I did not immediate go birding once I got to Sheboygan. It was not too much of a weather-based decision; I had not skipped out on art museums and other cultural attractions on my trip. In fact, the weather didn’t discourage me from birding at all. After a brief visit to the John Michael Kohler Arts Center, I was out by the lake. Nasty weather often does not discourage the birds, and that doesn’t discourage me.
In terms of numbers, I saw more species in Texas last winter. This short trip was epic in other sense. Never before had I birded in a winter storm on a lake where large waves were tossing ice at the shore. How exciting! Thank Vortex for waterproof binoculars. I walked, scanning around to find something that stood out against the usual gulls and ducks. I found nothing. Mostly I was mesmerized by the waves. That day will stand out for me not for the birds I saw, but because of the weather. Mallards in a storm are better than Mallards on a pleasant day.

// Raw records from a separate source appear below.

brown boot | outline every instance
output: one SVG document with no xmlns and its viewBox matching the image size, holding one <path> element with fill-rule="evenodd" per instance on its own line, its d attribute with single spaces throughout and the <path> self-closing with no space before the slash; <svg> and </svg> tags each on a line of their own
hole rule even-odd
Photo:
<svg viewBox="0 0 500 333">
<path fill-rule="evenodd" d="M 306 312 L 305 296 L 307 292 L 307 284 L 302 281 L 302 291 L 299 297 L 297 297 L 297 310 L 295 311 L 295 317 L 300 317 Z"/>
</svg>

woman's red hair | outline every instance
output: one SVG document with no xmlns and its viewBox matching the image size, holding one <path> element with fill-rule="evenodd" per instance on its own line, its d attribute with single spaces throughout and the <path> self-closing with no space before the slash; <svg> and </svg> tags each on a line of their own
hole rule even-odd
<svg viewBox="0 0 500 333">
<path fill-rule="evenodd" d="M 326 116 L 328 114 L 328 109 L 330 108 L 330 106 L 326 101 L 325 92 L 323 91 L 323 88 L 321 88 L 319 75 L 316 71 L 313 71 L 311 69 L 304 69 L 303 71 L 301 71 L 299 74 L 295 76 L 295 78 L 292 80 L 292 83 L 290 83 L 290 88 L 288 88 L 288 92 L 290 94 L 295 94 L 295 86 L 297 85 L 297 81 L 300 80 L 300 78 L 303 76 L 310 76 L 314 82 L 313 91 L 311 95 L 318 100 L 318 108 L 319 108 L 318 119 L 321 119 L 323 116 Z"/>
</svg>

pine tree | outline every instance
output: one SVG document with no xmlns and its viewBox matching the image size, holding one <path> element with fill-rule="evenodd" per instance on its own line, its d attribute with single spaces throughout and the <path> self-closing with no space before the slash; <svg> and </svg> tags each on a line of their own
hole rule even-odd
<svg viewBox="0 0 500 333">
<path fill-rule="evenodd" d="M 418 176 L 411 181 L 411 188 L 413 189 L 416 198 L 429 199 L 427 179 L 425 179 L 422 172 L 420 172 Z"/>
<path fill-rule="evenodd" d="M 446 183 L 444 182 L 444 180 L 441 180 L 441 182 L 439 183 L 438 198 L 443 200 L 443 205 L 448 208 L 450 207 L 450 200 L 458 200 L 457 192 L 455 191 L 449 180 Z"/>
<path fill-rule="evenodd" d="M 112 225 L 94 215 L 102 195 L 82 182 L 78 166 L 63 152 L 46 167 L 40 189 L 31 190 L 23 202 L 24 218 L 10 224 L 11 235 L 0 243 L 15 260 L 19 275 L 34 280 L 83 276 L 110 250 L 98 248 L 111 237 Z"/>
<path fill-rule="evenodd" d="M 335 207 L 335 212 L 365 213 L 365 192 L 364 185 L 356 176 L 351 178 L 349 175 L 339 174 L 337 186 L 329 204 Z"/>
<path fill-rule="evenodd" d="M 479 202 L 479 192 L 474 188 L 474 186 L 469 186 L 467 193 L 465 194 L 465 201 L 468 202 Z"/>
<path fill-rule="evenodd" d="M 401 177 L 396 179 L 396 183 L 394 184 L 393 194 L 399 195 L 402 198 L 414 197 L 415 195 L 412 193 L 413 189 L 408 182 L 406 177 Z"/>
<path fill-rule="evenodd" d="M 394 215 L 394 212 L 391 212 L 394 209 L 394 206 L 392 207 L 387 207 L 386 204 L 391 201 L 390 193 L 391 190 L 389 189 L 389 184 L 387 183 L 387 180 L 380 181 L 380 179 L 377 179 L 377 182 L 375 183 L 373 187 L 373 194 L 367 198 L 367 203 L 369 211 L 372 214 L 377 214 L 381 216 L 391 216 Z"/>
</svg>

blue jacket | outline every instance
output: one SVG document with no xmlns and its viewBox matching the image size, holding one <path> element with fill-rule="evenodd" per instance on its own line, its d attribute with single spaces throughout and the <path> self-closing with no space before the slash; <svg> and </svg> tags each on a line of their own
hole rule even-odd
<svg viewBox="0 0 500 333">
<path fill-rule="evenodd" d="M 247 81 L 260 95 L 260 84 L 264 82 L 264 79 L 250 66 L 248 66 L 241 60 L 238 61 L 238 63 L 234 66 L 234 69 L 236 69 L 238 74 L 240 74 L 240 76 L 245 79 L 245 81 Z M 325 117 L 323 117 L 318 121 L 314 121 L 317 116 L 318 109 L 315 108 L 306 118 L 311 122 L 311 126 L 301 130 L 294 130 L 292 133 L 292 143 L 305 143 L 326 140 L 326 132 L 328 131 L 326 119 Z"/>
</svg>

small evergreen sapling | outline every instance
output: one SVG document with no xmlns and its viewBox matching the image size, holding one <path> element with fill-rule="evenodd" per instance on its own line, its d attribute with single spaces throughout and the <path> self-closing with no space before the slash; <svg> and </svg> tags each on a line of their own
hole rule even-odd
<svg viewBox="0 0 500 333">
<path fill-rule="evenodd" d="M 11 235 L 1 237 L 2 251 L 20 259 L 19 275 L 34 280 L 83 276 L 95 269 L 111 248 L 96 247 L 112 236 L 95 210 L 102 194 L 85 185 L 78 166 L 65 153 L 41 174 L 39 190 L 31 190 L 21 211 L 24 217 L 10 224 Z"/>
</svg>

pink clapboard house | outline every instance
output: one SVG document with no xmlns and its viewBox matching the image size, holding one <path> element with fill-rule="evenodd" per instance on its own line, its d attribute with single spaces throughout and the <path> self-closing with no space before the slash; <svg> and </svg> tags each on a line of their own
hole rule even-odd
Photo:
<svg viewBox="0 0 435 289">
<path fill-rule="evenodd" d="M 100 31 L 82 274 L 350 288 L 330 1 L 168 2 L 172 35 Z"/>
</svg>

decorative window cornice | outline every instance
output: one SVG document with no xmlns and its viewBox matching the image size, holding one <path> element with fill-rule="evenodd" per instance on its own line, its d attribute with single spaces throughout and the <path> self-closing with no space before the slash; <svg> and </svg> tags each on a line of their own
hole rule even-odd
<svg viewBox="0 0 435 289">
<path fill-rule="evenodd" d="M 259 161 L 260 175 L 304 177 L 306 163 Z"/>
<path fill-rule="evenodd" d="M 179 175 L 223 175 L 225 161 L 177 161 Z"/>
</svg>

The next day might as well have been a different place all together. The water was calm, the sky blue. I spent most of the day birding. My favorite spot in Sheboygan was North Point Park. I also took a short drive over to Kohler-Andrae State Park, arguable one of the best parks in the state. In a past summer, I had sat for hours watching the waves roll in over the sand and touch my toes. This time, however, I saw nothing but snow and ice before they suddenly gave way to waves that lapped against the frozen water. I walked down the beach a short ways before finding a bench partway up a dune. I decided to sit and bird. Even if I didn’t see anything, I’d at least get to watch the lake. Fortunately I did get a good view, almost straight on, of a small flock of Greater Scaup with a single Common Goldeneye mixed in.
Once I got back in town, I saw more species. There were plenty of waterfowl, plus Ring-billed, Herring, and Great Black-backed Gulls. I got my first Great Black-backed Gull pics. That was a highlight of the day.
My biggest waterfowl surprise of the day was five American Wigeons that showed up for a few minutes in a window between two islands of ice. They were bird #41 of the year.
What a fun trip! With the possible exception of a few days in Iowa and Illinois, I plan to stay entirely within Wisconsin this year. This state has so much to offer to a nature enthusiast. I can’t wait to see more Wisconsin birds in the coming weeks and months.